La stratégie de l'inclusion numérique est-elle pertinente ?

L'e-inclusion telle qu'elle est conçue date d'une vision des années 1990. Elle est exclusivement tournée vers une intention sociale. On s'adresse à des publics fragilisés sur le plan social parce que l'on se rend compte que le web et le numérique ne s'intéressent qu'aux marchés. En 2018, Mounir Mahjoubi qui est alors secrétaire d'Etat au numérique, relance cette idée d'aller vers les publics les plus éloignés du numérique. Mais, à ce jour, on voit que la donne ne change pas. Il faut laisser cette approche restrictive de l'e-inclusion derrière nous pour avoir une démarche plus globale. Le numérique est un domaine dans lequel tout change très vite. La version d'un site Internet peut vous convenir et le lendemain son design change et devient incompréhensible. Pour certaines personnes, se tourner vers le numérique créée plus de problèmes qu'il n'en résout. Il faudra toujours courir derrière un Internet qui se transforme très vite. Peut-être faut-il ralentir ?

Il faudrait renoncer à une partie du numérique ?

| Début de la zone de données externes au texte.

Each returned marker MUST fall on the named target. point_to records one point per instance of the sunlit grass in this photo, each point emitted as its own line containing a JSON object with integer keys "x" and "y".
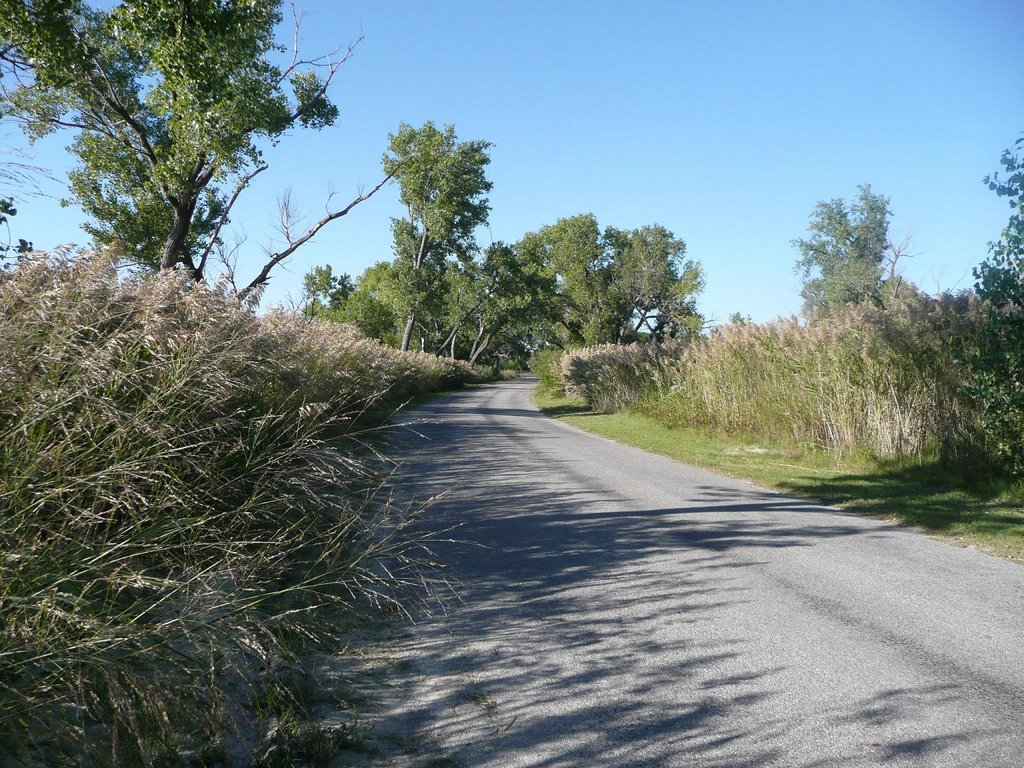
{"x": 961, "y": 508}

Pendant le confinement, l'isolement a été accentué par la fracture numérique. Paradoxalement, le numérique a permis d'organiser des solidarités et de donner des informations sur les lieux de collecte et de dons alimentaires de manière très efficace. Idem sur l'information. Le numérique a permis de démocratiser l'accès à un nombre d'articles de presse bien plus importants que lorsque les journaux n'existaient qu'en format papier. Mais Internet créé aussi de l'infobésité. Finalement, la question à se poser, c'est de savoir si Internet est capacitant ou incapacitant.

Est-il temps de rendre l'instruction du numérique, comme usage plutôt que comme technologie, obligatoire dès l'école ?

Peut-être. Le numérique est partout e­t il pourrait se raconter ou être utilisé depuis la géographie jusqu'aux sciences de la vie et de la terre avec des données environnementales qui sont aujourd'hui collectées. Dans les écoles d'ingénieur, la question peut aussi se poser. Il y est très peu question d'éthique des algorithmes par exemple. La question des enjeux environnementaux du numérique et des enjeux sociaux qu'il pose ne sont pas non plus vraiment abordés. Et cela produit naturellement des aberrations avec des applications qui se préoccupent parfois peu des libertés et de leurs conséquences sociales.